Tout est feutré dans Phantom thread, magnifiquement, tragiquement feutré, comme étreint dans un taffetas que l’on rajuste, un tissu rare que l’on déploie, un linceul : les gestes et les attitudes, l’existence et les principes, les manières et les attachements. Reynolds Woodcock, célèbre couturier du Londres des années 50, créé, travaille et vit ainsi, presque en secret (tels ces petits mots qu’il dissimule dans la doublure de ses créations), presque en reclus, presque sans un bruit sinon ceux de la soie ouvragée ou d’une plume esquissant un croquis. Tout semble se faire dans un souffle, s’accomplir dans le glissement discret d’une étoffe ou d’une aiguille. Et pas autrement.
Sa sœur Cyril (Lesley Manville, très en vue chez Mike Leigh, est l’un des grands plaisirs du film dans un rôle savoureux et une interprétation certes en retrait, mais magistrale) est là qui veille, qui régente et organise la demeure, s’occupe des tâches administratives, maintient ordre et rigueur auprès des petites mains. Ils ont tous les deux une relation étrange faite de complicité et de règles, d’une imperceptible acrimonie aussi, et gênée à peine par quelques demoiselles devenant un temps, ce temps qu’il faut pour une robe ou deux confectionnées en leur honneur, la compagne de Reynolds qui rejette pourtant changements et comédie du mariage.
Et puis Reynolds croise Alma, un jour, qui devient sa nouvelle muse et amante le temps d’une robe ou deux, peut-être, mais voilà que la belle s’avère plus tenace et plus déterminée que les autres… Phantom thread est une histoire de (dé)possession. La conquête d’Alma par Reynolds confère dès lors à l’appropriation, à un enlèvement. Un ravissement, dans tous les sens du terme. La présence trouble et sévère de Cyril, gardienne du temple (sa rencontre initiale avec Alma prendra des airs de scrutation ambiguë), accentuera cette impression d’un piège qui s’est refermé sur Alma, contraignant alors ses faits et ses envies (jusqu’au rituel du petit déjeuner).

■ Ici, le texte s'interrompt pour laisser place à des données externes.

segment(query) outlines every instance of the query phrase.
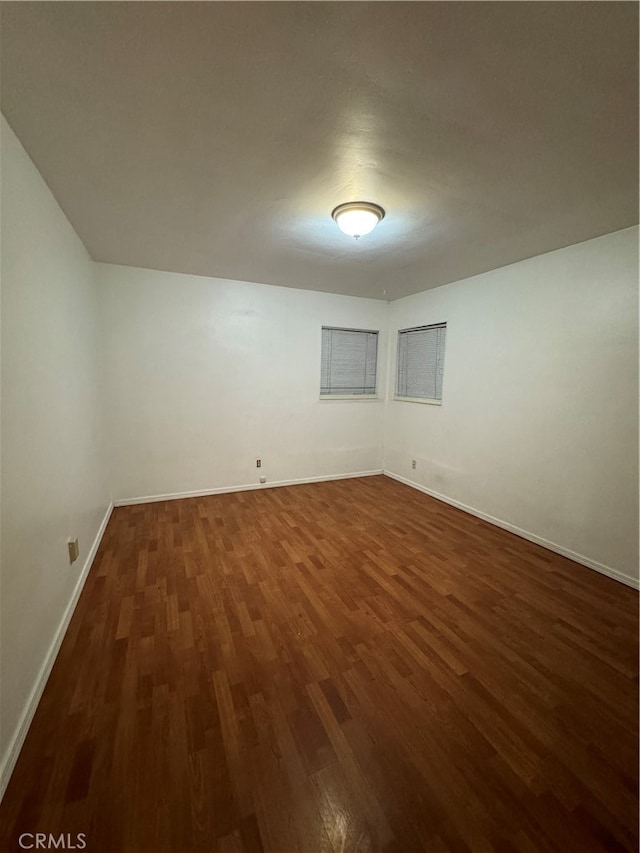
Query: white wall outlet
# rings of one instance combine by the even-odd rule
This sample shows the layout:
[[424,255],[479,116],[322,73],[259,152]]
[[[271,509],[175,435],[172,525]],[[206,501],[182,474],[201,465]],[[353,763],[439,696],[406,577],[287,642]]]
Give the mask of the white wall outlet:
[[69,562],[75,563],[78,559],[78,555],[80,553],[80,548],[78,547],[77,539],[69,539]]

La scène, admirable et secrètement érotique, où Reynolds, au soir de leur premier rendez-vous, s’accapare d’Alma en composant autour d’elle les lignes d’une nouvelle robe, révèle d’emblée comme une mainmise matérielle et sociale de la jeune serveuse. La suite s’ingéniera à inverser ce rapport en privant peu à peu Reynolds (et Cyril, d’une certaine manière) de toute autorité (morale, créatrice et physique) et en faisant d’Alma non plus une bien-aimée disciplinée, mais l’âme véritable et insoupçonnée d’un amour vénéneux, exclusif, voire une menace latente (le mot thread, fil, n’étant pas loin d’évoquer threat, menace).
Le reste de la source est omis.